Ever since the first phase of “Unlock”, SBM and Jal Jeevan Mission construction work has begun in full swing and has generated employment under the Garib Kalyan Rozgar Yojana for many migrant workers who have gone back to their villages. We also need targeted investment in infrastructure to construct modern buildings and streets, sewage and water systems, and toilets. And since cement is already responsible for about 7 per cent of global carbon emissions, this also requires innovation to reduce the carbon content and enhance the use of green building materials. The way we design our buildings, rate them and regulate compliance to greener building codes makes economic and environmental sense. Building designs can reduce the air conditioning required — it is not just what materials we use but also the design that deserves attention.
Thankfully, Indian cement companies have emerged as sector leaders in the movement to reduce carbon emissions. As this momentum pervades through the industry, commitments should be secured by leading companies and innovation must be supported to ensure best practices.
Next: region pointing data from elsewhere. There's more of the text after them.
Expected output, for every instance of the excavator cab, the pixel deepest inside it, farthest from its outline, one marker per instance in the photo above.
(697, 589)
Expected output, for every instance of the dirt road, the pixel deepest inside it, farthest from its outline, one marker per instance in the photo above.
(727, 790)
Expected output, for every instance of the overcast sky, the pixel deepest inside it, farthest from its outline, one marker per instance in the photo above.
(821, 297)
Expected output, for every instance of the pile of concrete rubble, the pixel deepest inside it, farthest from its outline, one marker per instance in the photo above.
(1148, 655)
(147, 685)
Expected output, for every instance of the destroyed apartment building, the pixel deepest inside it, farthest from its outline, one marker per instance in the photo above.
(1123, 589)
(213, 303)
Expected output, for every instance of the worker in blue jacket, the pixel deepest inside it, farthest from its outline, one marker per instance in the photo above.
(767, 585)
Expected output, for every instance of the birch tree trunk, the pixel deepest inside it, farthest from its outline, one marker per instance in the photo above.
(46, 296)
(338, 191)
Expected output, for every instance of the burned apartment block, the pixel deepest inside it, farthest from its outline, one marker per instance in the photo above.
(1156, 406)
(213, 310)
Finally, it’s time to rethink how we power our lives. Two-thirds of global ambient air pollution deaths are caused by fossil fuels. And new research suggests that exposure to pollution increases the susceptibility and severity of COVID-19 infection — yet another reason to press for sustainable universal energy access. The good news is that India is already a leader in renewable energy. For three consecutive years, our investment in renewable energy has topped fossil fuel investments. This trend must be maintained, not in spite of, but in furtherance of the pandemic recovery efforts.
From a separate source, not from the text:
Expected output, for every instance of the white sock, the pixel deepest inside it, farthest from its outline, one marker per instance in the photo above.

It’s time to rethink how we live and move. India accounts for about 2 per cent of motor vehicles globally, yet is responsible for more than 11 per cent of road traffic deaths. With public transport less busy than usual, this is a good time to invest in public and non-motorised (for example, bicycle) transportation. In the short term, it can create jobs. Evidence from other countries suggests that investment in public and non-motorised transport infrastructure creates significantly more jobs than the same level of investment in roads and motorways. And in the longer term, this will make roads safer and improve access to jobs. Stepping up digital infrastructure will help make the work-from-home trend permanent.
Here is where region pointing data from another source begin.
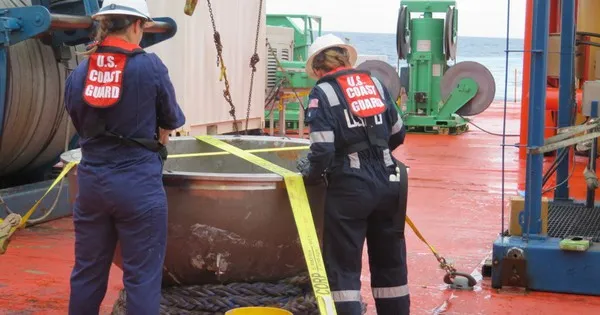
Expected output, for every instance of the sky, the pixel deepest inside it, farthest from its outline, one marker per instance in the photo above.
(476, 18)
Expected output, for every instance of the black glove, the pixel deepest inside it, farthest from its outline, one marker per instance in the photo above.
(303, 166)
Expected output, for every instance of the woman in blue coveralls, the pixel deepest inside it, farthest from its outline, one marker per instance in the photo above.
(122, 103)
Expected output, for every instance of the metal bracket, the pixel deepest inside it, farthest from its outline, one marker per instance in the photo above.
(514, 268)
(19, 24)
These aren’t just good ideas. They are popular good ideas. People are demanding improved working and living conditions. More than 90 per cent of individuals recently surveyed want improved air quality, with over two-thirds supporting stricter regulations to tackle air pollution. It is time for policies and finance to follow the people. And while we need targeted emergency assistance now, to help communities weather this storm finance must also be targeted to restoring and rethinking cities after the pandemic. To make it count, this funding must go hand-in-hand with combatting the climate crisis.
We know that thriving cities make prosperous countries: Investments in low-carbon measures in cities would be worth at least $23.9 trillion globally by 2050. We must find the courage and the vision to seize this moment for what it is — an opportunity to reset; to rethink our governance models for cities. It’s time to rectify what the COVID-19 crisis has exposed — a well-overdue need to invest in India’s cities.